The Beginning of the End for Apps

The App Economy has been one of the stand-out successes of our burgeoning digital era. Companies like Apple and Google now generate billions of dollars of revenue from sales of mobile apps, and armies of clever developers have built entire businesses from releasing apps.

But the need for apps has never been lower than today, and looks set to fall forever. As internet bandwidth increases through pervasive 3G/4G and wi-fi access, we are approaching an age where we will be permanently, seamlessly connected to the internet. Broadband access is far from perfect today with many of us living in ‘notspots’ or having to contend with painfully slow home broadband connections. But as all prior technology developments have taught us, things rarely stay this bad forever.

Google is innovating as quickly as anyone in this space. Already, more than half of all Google searches take place on mobile devices and the company is exploring new ways to surface the best results for every search. One major issue today is that a huge amount of great content is currently buried inside dedicated apps, but Google search results can only point us to webpage-based resources, not directly into an app that we do not have installed. The solution though is close at hand…

Google started indexing the content of apps in 2013. Since then, it’s built a vast library of fresh digital content, much of which cannot be easily found on the open web because developers have locked it deep inside their apps. Starting soon, you’ll see some “app-first” content in your search results, like hotel availability in your local area from the HotelTonight app. In the past, the only way you’d have found this content would be to anticipate the need (for a hotel room), locate and install the right app (to find a local hotel room), then search within the app (to find and book that hotel room you desperately need!). Very soon, the answers will be no more than a click away in your nearest Google search bar.

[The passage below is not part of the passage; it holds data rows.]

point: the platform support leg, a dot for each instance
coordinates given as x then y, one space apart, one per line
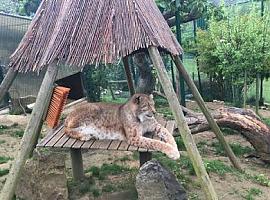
77 164
30 133
187 137
7 82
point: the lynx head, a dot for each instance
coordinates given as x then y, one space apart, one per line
144 106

Streaming App Content into Search Results

Initially app-based results will be restricted to a few selected apps. Google will decide if and how to scale their indexing based on consumer take-up of the results.

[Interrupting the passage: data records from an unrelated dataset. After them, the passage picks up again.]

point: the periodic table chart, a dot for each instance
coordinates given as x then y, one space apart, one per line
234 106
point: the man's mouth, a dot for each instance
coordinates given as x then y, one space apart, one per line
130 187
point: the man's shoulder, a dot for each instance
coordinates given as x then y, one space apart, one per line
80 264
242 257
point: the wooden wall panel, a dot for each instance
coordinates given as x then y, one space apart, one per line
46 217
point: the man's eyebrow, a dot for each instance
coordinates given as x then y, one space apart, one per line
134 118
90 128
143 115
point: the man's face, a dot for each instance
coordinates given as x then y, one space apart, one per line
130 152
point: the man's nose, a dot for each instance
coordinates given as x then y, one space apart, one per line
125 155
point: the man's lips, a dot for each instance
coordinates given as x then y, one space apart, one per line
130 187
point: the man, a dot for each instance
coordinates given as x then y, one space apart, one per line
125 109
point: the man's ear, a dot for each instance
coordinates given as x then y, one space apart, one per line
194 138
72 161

But what does this mean for the app economy? Well, in the near-term, probably not very much. We still need apps for essential needs because we cannot always rely on a fast, reliable internet connection. However, as our access to bandwidth improves, as our tolerance of apps that only serve a narrow set of requirements falls (like hotel availability for this evening!), and as our desire to simply get instant answers when we want them grows, so our appetite for apps will diminish. And with 5G mobile internet speeds in excess of 10,000Mbps just a few years on the horizon (compared to around 20Mbps with 4G today) things look set to change radically in the coming decade.

Google’s app content indexing is a fascinating development and may prove to be the first building block in the post app era where all information comes to us instantly, streamed on demand. One to watch with interest.